Democrats, who control the Senate by just a one-vote margin, largely oppose Mr. Bush's demands to be allowed for reasons of national security to implement a new personnel system in the agency and waive union job rules for the proposed department's 170,000 employees. Mr. Bush again threatened, in forceful terms, to veto any bill that does not include those powers.
He was seeking to persuade a few key wavering senators to back a bipartisan Bush-endorsed alternative to the Democratic homeland security bill. Some votes on side issues are expected starting Tuesday after three weeks of debate.
"It's a bill that will make America more secure and anything less than that is a bill which I will not accept," Mr. Bush told about 2,000 people gathered in a flag-adorned airport hangar at a New Jersey Army National Guard facility. "We must be flexible, we must be strong. We must be ready to take the enemy on anywhere."
After the campaign-style welcome rally, Mr. Bush was heading to a fund-raiser for Republican Douglas Forrester, seeking to unseat embattled Democratic incumbent Sen. Robert Torricelli.
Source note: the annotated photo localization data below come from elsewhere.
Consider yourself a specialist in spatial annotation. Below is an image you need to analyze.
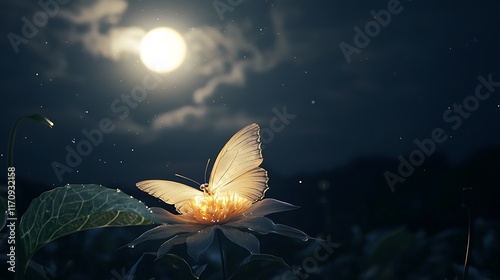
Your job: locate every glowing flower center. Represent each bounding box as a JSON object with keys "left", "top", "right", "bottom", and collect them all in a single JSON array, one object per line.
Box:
[{"left": 182, "top": 192, "right": 252, "bottom": 224}]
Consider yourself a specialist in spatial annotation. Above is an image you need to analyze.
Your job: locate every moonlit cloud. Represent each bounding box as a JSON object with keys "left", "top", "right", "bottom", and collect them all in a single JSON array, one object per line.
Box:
[
  {"left": 114, "top": 118, "right": 148, "bottom": 134},
  {"left": 59, "top": 0, "right": 127, "bottom": 24},
  {"left": 59, "top": 0, "right": 144, "bottom": 60},
  {"left": 152, "top": 105, "right": 208, "bottom": 130},
  {"left": 109, "top": 27, "right": 145, "bottom": 58},
  {"left": 64, "top": 24, "right": 144, "bottom": 60},
  {"left": 185, "top": 10, "right": 291, "bottom": 104}
]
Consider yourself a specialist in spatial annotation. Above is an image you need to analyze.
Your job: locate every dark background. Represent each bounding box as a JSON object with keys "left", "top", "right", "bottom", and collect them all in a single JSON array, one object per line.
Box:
[{"left": 1, "top": 0, "right": 499, "bottom": 279}]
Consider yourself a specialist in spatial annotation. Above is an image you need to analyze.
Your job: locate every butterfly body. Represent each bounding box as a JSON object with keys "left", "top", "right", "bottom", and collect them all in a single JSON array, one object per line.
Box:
[{"left": 199, "top": 183, "right": 213, "bottom": 195}]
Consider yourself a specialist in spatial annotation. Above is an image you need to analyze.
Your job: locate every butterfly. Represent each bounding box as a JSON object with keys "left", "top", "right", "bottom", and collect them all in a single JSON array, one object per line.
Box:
[{"left": 137, "top": 123, "right": 269, "bottom": 212}]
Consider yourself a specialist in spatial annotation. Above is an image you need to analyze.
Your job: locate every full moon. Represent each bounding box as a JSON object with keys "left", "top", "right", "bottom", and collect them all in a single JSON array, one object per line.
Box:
[{"left": 140, "top": 27, "right": 186, "bottom": 73}]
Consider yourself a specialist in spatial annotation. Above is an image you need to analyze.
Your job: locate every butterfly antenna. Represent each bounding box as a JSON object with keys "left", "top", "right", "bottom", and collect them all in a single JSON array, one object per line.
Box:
[
  {"left": 175, "top": 174, "right": 201, "bottom": 186},
  {"left": 204, "top": 158, "right": 211, "bottom": 183}
]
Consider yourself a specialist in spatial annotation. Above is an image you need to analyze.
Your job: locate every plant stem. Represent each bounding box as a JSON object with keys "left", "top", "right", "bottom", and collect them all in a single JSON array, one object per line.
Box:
[
  {"left": 461, "top": 187, "right": 474, "bottom": 280},
  {"left": 7, "top": 114, "right": 53, "bottom": 280},
  {"left": 8, "top": 114, "right": 54, "bottom": 166},
  {"left": 217, "top": 229, "right": 226, "bottom": 280},
  {"left": 462, "top": 205, "right": 471, "bottom": 280}
]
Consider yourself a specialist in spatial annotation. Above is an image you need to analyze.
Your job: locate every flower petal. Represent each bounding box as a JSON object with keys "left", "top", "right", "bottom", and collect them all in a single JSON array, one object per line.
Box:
[
  {"left": 229, "top": 216, "right": 311, "bottom": 241},
  {"left": 218, "top": 226, "right": 260, "bottom": 254},
  {"left": 228, "top": 216, "right": 277, "bottom": 233},
  {"left": 151, "top": 207, "right": 193, "bottom": 224},
  {"left": 186, "top": 226, "right": 216, "bottom": 262},
  {"left": 157, "top": 233, "right": 191, "bottom": 257},
  {"left": 239, "top": 198, "right": 299, "bottom": 219},
  {"left": 274, "top": 224, "right": 311, "bottom": 241},
  {"left": 128, "top": 224, "right": 203, "bottom": 248}
]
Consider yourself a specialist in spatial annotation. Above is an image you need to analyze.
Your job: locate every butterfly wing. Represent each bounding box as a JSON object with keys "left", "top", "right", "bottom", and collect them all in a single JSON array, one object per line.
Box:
[
  {"left": 136, "top": 180, "right": 202, "bottom": 212},
  {"left": 208, "top": 123, "right": 269, "bottom": 202}
]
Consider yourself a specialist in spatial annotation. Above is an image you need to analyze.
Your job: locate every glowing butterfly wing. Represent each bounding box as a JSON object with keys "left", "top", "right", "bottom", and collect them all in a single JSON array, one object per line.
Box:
[
  {"left": 208, "top": 123, "right": 269, "bottom": 202},
  {"left": 136, "top": 180, "right": 202, "bottom": 212}
]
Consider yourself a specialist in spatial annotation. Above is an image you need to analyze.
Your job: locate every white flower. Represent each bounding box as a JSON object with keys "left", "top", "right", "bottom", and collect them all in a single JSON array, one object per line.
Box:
[{"left": 128, "top": 196, "right": 310, "bottom": 261}]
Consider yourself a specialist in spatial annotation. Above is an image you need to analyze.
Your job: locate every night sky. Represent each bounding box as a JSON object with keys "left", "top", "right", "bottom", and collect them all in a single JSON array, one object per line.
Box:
[{"left": 2, "top": 0, "right": 500, "bottom": 192}]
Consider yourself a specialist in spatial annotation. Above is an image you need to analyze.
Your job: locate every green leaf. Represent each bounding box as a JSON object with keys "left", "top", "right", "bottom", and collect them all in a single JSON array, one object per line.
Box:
[{"left": 19, "top": 184, "right": 155, "bottom": 262}]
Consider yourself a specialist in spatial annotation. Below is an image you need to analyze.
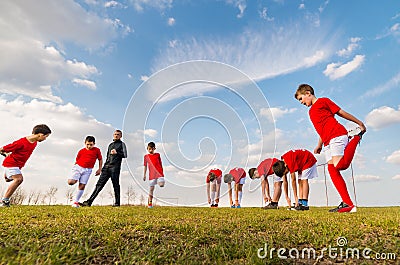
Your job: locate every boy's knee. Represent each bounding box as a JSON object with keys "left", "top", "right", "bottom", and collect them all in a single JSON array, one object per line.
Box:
[
  {"left": 67, "top": 179, "right": 76, "bottom": 185},
  {"left": 12, "top": 175, "right": 23, "bottom": 184},
  {"left": 159, "top": 182, "right": 165, "bottom": 187}
]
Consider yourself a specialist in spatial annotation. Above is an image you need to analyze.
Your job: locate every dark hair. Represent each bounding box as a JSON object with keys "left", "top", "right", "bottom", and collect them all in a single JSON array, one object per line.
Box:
[
  {"left": 208, "top": 172, "right": 216, "bottom": 182},
  {"left": 85, "top": 136, "right": 95, "bottom": 143},
  {"left": 32, "top": 124, "right": 51, "bottom": 135},
  {"left": 295, "top": 84, "right": 315, "bottom": 99},
  {"left": 223, "top": 174, "right": 233, "bottom": 183},
  {"left": 148, "top": 142, "right": 156, "bottom": 148},
  {"left": 248, "top": 168, "right": 256, "bottom": 179},
  {"left": 272, "top": 161, "right": 286, "bottom": 177},
  {"left": 115, "top": 129, "right": 122, "bottom": 136}
]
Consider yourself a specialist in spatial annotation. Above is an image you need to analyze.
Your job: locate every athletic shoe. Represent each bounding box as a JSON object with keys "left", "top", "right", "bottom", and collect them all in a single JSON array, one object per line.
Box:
[
  {"left": 338, "top": 205, "right": 357, "bottom": 213},
  {"left": 210, "top": 204, "right": 215, "bottom": 208},
  {"left": 329, "top": 202, "right": 356, "bottom": 212},
  {"left": 230, "top": 205, "right": 235, "bottom": 208},
  {"left": 71, "top": 202, "right": 80, "bottom": 208},
  {"left": 0, "top": 199, "right": 10, "bottom": 207},
  {"left": 148, "top": 203, "right": 153, "bottom": 209},
  {"left": 262, "top": 203, "right": 278, "bottom": 209},
  {"left": 79, "top": 201, "right": 91, "bottom": 207},
  {"left": 294, "top": 204, "right": 309, "bottom": 211},
  {"left": 236, "top": 204, "right": 241, "bottom": 208}
]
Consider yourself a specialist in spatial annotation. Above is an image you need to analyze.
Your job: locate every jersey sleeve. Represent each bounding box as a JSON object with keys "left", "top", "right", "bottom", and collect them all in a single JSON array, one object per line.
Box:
[
  {"left": 2, "top": 139, "right": 23, "bottom": 153},
  {"left": 97, "top": 148, "right": 103, "bottom": 161},
  {"left": 143, "top": 155, "right": 147, "bottom": 167},
  {"left": 325, "top": 98, "right": 341, "bottom": 114}
]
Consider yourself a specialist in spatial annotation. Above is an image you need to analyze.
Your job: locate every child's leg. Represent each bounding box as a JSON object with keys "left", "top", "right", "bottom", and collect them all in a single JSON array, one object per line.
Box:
[
  {"left": 272, "top": 181, "right": 282, "bottom": 202},
  {"left": 210, "top": 182, "right": 216, "bottom": 204},
  {"left": 238, "top": 184, "right": 243, "bottom": 205},
  {"left": 299, "top": 180, "right": 309, "bottom": 206},
  {"left": 68, "top": 179, "right": 78, "bottom": 185},
  {"left": 74, "top": 183, "right": 86, "bottom": 202},
  {"left": 327, "top": 163, "right": 353, "bottom": 206},
  {"left": 3, "top": 174, "right": 23, "bottom": 199},
  {"left": 335, "top": 136, "right": 361, "bottom": 170},
  {"left": 148, "top": 186, "right": 155, "bottom": 205}
]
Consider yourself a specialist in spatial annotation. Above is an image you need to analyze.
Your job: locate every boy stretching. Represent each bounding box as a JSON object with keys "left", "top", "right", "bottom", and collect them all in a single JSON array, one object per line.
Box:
[
  {"left": 68, "top": 136, "right": 103, "bottom": 207},
  {"left": 206, "top": 168, "right": 222, "bottom": 207},
  {"left": 143, "top": 142, "right": 165, "bottom": 208},
  {"left": 224, "top": 167, "right": 246, "bottom": 208},
  {"left": 295, "top": 84, "right": 366, "bottom": 213},
  {"left": 272, "top": 149, "right": 318, "bottom": 211},
  {"left": 0, "top": 124, "right": 51, "bottom": 207},
  {"left": 248, "top": 158, "right": 282, "bottom": 209}
]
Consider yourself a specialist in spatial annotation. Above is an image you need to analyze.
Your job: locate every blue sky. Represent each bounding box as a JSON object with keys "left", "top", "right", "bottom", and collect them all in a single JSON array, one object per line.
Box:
[{"left": 0, "top": 0, "right": 399, "bottom": 206}]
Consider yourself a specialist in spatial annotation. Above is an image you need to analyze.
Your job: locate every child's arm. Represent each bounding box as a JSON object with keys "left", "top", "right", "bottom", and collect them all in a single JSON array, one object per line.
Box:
[
  {"left": 314, "top": 137, "right": 323, "bottom": 154},
  {"left": 290, "top": 172, "right": 298, "bottom": 206},
  {"left": 143, "top": 166, "right": 147, "bottom": 181},
  {"left": 261, "top": 177, "right": 271, "bottom": 203},
  {"left": 95, "top": 159, "right": 103, "bottom": 176},
  {"left": 215, "top": 183, "right": 221, "bottom": 204},
  {"left": 235, "top": 183, "right": 239, "bottom": 206},
  {"left": 282, "top": 174, "right": 291, "bottom": 207},
  {"left": 228, "top": 182, "right": 233, "bottom": 206},
  {"left": 206, "top": 182, "right": 211, "bottom": 204},
  {"left": 337, "top": 109, "right": 366, "bottom": 132}
]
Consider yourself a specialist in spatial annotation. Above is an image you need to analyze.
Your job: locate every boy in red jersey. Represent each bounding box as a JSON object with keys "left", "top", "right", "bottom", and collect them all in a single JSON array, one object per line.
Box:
[
  {"left": 248, "top": 158, "right": 284, "bottom": 209},
  {"left": 295, "top": 84, "right": 366, "bottom": 213},
  {"left": 272, "top": 149, "right": 318, "bottom": 211},
  {"left": 206, "top": 168, "right": 222, "bottom": 207},
  {"left": 0, "top": 124, "right": 51, "bottom": 207},
  {"left": 143, "top": 142, "right": 165, "bottom": 208},
  {"left": 223, "top": 167, "right": 246, "bottom": 208},
  {"left": 67, "top": 136, "right": 103, "bottom": 208}
]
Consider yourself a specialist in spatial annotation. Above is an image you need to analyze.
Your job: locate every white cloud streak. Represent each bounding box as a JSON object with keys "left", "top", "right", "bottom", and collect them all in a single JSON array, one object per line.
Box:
[
  {"left": 361, "top": 71, "right": 400, "bottom": 98},
  {"left": 337, "top": 37, "right": 361, "bottom": 57},
  {"left": 323, "top": 54, "right": 365, "bottom": 80}
]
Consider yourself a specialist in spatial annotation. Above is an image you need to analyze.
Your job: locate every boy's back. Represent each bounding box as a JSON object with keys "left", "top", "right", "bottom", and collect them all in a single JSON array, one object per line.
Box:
[{"left": 2, "top": 137, "right": 37, "bottom": 169}]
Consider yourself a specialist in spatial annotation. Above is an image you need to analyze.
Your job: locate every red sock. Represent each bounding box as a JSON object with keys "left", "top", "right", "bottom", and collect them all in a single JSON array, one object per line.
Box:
[
  {"left": 327, "top": 164, "right": 353, "bottom": 206},
  {"left": 335, "top": 135, "right": 360, "bottom": 170}
]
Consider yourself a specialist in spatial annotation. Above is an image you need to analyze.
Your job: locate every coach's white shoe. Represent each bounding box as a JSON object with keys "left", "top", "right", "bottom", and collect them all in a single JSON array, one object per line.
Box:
[{"left": 71, "top": 202, "right": 80, "bottom": 208}]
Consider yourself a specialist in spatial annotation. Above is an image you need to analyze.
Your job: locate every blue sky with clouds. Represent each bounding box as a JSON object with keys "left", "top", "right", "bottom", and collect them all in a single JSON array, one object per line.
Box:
[{"left": 0, "top": 0, "right": 399, "bottom": 206}]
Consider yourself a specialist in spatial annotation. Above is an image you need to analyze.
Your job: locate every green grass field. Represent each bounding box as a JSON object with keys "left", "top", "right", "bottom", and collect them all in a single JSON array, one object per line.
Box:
[{"left": 0, "top": 206, "right": 399, "bottom": 264}]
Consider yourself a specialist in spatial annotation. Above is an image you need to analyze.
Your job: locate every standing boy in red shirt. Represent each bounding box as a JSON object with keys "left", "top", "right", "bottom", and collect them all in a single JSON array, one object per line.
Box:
[
  {"left": 224, "top": 167, "right": 246, "bottom": 208},
  {"left": 273, "top": 149, "right": 318, "bottom": 210},
  {"left": 248, "top": 158, "right": 283, "bottom": 209},
  {"left": 295, "top": 84, "right": 366, "bottom": 213},
  {"left": 0, "top": 124, "right": 51, "bottom": 207},
  {"left": 143, "top": 142, "right": 165, "bottom": 208},
  {"left": 206, "top": 168, "right": 222, "bottom": 207},
  {"left": 67, "top": 136, "right": 103, "bottom": 207}
]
Mr. Bush also chided senators for not sending him legislation he wants that he says will reinvigorate the economy, including energy legislation, a measure guaranteeing terrorism insurance and appropriations bills that include restraints on federal spending.
"What's happening in the economy is not good enough for a stronger America and Congress can help," he said at the rally. "What we need in Washington is fiscal responsibility, fiscal sanity. We need to set priorities with your money. And the most important priority I have is to defend the homeland, to defend the homeland from a bunch of killers who hate America."
Mr. Bush's policy speech allowed the White House to bill taxpayers for a portion of the otherwise all-political trip.
The Forrester fund-raiser was to be the opening event of an especially heavy week of fund raising for the president, who has blazed new fund-raising records this year.
By gathering $1.5 million Monday for Forrester, according to White House press secretary Ari Fleischer, Mr. Bush raised his total for GOP candidates in this year above $117 million.
And he was showing no signs of a slowdown six weeks before the November election, scheduling four fund-raisers in three states. Bush is aggressively backing Republican candidates in an effort to recapture the Democratic-run Senate, which has been a graveyard for many of his initiatives.
Ousting Torricelli would be particularly sweet for Republicans. Torricelli was chairman of the Democratic Senatorial Campaign Committee in 2000, and helped Democrats gain control of the Senate.
A Star-Ledger/Eagleton-Rutgers poll earlier this month showed the race a statistical dead heat — a dramatic reversal of fortune for Torricelli, who led Forrester by 14 percentage points in June.
The little-known Forrester has been raising ethics issues against Torricelli, who was "severely admonished" over the summer by the Senate Ethics Committee for accepting and failing to report gifts from a businessman now in jail for making illegal campaign contributions, reports CBS News Correspondent Mark Knoller.
Democrats said Senate Majority Leader Tom Daschle, D-S.D., would help raise some $500,000 for Torricelli's campaign and the party, and later join New Jersey Gov. James McGreevey and Torricelli at a union rally.
Mr. Bush has three other fund-raisers scheduled this week.
On Thursday in Houston, he'll headline his second money-raising event this year for John Cornyn, the GOP Senate nominee in Texas.
On Friday, he'll stump in Denver for Bob Beauprez, a House candidate with no elected experience in a tight contest for a newly created Colorado district.
Later that day, he plans to raise money in Phoenix for Arizona gubernatorial candidate Matt Salmon.